El mes de febrero obligaba a llevar ventanillas abiertas como un intento de aliviar la temperatura y aplacar la hediondez colectiva. Entre la estación de salida y la Terminal había unas veinte estaciones intermedias, pero apenas partió el tren, el guarda comenzó a chequear los boletos. Después comprendí que más adelante ya no hubiera podido hacerlo normalmente, porque la gente relajada excedía el espacio de los asientos, sumándose a la acumulación en el piso de botellas de vino y cerveza (vacías, claro), cáscaras de mandarinas, yerba mate en desuso y algunos pañales servidos, entre otras cositas que entorpecían un tanto el paso. El boleto Valía lo mismo para ir sentado o de pie, ya sea dentro del vagón o en los estribos fuera de él. Tampoco se discriminaba a quien llevara mayor o menor equipaje. En síntesis: en ese tren valía todo y todo valía lo mismo: ¡nada! 

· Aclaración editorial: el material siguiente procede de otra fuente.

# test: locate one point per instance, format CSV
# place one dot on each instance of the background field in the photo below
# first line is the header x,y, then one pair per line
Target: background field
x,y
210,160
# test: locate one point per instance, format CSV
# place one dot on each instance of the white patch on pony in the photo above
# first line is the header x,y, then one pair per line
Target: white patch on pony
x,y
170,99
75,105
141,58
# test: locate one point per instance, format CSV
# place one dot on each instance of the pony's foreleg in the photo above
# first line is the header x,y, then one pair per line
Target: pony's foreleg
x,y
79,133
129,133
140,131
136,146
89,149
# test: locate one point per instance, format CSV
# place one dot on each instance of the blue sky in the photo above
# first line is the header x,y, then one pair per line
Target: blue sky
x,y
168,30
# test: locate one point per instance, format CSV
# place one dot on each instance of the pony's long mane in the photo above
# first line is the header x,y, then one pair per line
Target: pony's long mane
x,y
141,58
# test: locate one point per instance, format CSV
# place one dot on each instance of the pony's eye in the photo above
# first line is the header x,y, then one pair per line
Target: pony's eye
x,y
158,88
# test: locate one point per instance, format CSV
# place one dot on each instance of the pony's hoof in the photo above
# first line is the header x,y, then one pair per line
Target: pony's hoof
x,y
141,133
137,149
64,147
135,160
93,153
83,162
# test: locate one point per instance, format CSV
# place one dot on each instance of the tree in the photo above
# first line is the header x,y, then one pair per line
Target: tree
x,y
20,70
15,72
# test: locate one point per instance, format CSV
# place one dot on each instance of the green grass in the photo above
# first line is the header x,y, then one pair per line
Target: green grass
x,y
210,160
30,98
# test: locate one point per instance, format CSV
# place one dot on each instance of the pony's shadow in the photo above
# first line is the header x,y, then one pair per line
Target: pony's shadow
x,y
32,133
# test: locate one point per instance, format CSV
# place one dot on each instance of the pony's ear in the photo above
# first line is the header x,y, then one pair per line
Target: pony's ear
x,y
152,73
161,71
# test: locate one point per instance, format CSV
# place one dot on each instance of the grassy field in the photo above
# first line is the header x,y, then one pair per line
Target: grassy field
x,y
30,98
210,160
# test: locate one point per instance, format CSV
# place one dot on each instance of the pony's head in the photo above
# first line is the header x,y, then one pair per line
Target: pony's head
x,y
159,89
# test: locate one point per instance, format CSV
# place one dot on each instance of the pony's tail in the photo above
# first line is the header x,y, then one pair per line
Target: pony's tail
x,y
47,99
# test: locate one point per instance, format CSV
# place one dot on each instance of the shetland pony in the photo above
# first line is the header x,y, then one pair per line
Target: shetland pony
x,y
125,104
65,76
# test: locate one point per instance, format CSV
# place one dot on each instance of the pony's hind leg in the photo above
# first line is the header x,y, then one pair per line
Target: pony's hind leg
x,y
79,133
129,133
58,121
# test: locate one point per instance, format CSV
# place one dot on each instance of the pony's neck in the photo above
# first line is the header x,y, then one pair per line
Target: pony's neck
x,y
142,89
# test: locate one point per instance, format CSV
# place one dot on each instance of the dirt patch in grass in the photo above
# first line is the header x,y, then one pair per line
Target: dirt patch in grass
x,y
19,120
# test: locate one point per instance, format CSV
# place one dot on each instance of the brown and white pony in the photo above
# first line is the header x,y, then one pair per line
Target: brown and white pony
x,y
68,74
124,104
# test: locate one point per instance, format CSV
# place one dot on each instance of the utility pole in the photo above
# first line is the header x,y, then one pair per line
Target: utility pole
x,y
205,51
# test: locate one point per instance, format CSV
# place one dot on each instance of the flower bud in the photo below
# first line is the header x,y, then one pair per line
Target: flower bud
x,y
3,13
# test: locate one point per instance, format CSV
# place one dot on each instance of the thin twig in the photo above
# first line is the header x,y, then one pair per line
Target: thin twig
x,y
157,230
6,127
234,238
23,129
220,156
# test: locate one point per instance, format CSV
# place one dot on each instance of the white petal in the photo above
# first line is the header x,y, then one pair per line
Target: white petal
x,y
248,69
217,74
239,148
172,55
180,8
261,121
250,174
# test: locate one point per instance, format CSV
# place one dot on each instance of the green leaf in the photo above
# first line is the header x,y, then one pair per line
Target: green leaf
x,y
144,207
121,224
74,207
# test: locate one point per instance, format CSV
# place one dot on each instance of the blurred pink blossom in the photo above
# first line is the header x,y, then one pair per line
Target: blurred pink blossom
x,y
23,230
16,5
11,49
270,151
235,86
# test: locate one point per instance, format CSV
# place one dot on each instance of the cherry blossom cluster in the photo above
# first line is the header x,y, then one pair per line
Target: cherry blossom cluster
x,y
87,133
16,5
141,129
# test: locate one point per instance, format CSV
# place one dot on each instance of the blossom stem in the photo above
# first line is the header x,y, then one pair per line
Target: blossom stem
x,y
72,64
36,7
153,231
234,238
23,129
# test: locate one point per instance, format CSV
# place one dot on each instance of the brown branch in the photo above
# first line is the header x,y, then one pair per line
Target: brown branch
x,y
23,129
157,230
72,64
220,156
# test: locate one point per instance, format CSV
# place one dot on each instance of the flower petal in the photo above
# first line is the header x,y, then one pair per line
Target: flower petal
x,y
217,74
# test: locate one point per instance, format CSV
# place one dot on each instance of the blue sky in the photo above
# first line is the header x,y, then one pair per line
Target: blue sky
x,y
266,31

En un momento dado y por efecto de un sacudón, cayó una caja y al abrirse se dispersó una veintena de pollitos bebés que una señora había adquirido en la Exposición Rural. Haciéndose responsable de aquel “infanto-gallinero”, se agachó tratando de recoger con urgencia a esos  fugitivos alados. Otro desequilibrante sacudón férreo tumbó a la mujer dejándola trabada de cabeza entre dos asientos. Sus prominentes nalgas apuntando al techo bloqueaban el pasillo resultando casi imposible liberarla Aunque lo más complicado de esa operación de salvataje, eran los chistes y las carcajadas colectivas. No obstante, los pasajeros se atemorizaron ante la posibilidad de que la mujer sufriera un desliz flatulento entre los plumíferos pollitos, lo cual provocaría que los viajantes terminaran disfrazados de indios. Luego de varias maniobras y a los movimientos del tren, pudo reincorporarse. La tarea la continuaron los niños tirados en el piso cuando comenzaron a manotear pollitos al modo de cacería avícola. Aunque la misma se vio entorpecida por tantos bolsos, cajas, zapatos y demás menesteres acumulados bajo los asientos. Abandonada esa tarea la gente optó por arrojarle alimentos  a los palmípedos bebés, migas de pan, galletitas, verduras, frutas  y maníes para la subsistencia durante la travesía.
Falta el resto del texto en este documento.